As a medical social worker and mental health counselor, I've worked with many people in physical, emotional, psychological, relational, spiritual and mental pain and something that I've learned from all that exposure and from my own trials and tribulations is that pain specialists, Western medicine, and the mental health care providers are all ill equipped to deal with and cope with and respond to the needs of all those people in pain. We are trying our best to meet those needs but so much more is needed.
One of the things needed most is more compassion towards those with drug or alcohol addiction. Most of these people have a history of trauma, whether physical or emotional, that has yet to be treated. The drugs or alcohol may be the only thing that keeps them able to live with such pain. Therefore, many of them do not mind the thought of dying of an overdose or of their addiction because this may be preferable to living without the thing that just must numb them out enough to live without being in a state of complete anxiety, agitation or pain.
Sure, they could seek out a psychiatrist or receive psych meds through their primary care providers but those drugs may not be enough, might have too many side effects or those in need may not have access to healthcare or mental healthcare. Even under the care of a psychiatrist, it can take a while to find the right combination of drugs that will work for someone's physiological make-up. Even if it does work, it may not be long before they are triggered by past trauma and/or relapse for whatever reason. According to biographer Charles Cross, Kurt Cobain attended 12 step meetings, spent at least 5 separate stints in rehab centers and private doctor clinics in order to try to come to grips with his Heroin addiction.
Our judgment on drug abusers is a worldwide problem.
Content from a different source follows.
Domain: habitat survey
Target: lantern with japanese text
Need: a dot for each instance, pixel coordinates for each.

In his article Why "Crazy Like a Fox" Versus "Crazy Like a Crazy" Really Matters, Michael Tansey writes that President Trump has "congratulated President Rodrigo Duterte of the Philippines for dealing with his country's drug problem in the "right way" with the vigilante slaughter of nearly ten thousand people merely suspected of using or dealing drugs."
Why do we feel the need to judge people? True, it can be frustrating to be the loved one of a user who has lied to you, stolen from you, manipulated you or betrayed you. But we are all learning something from others in our journey in this life whether the lesson be self-love, boundaries, self-care or compassion. What does judging help? Nothing. What we judge in others we are judging about ourselves. And if we cannot overcome our judgment of others, we will be led to do so by circumstance entering our lives in the form of teachers who may be thrust upon us if we insist on holding fast to our judgments. May we open our hands to release the judgment on ourselves and on others.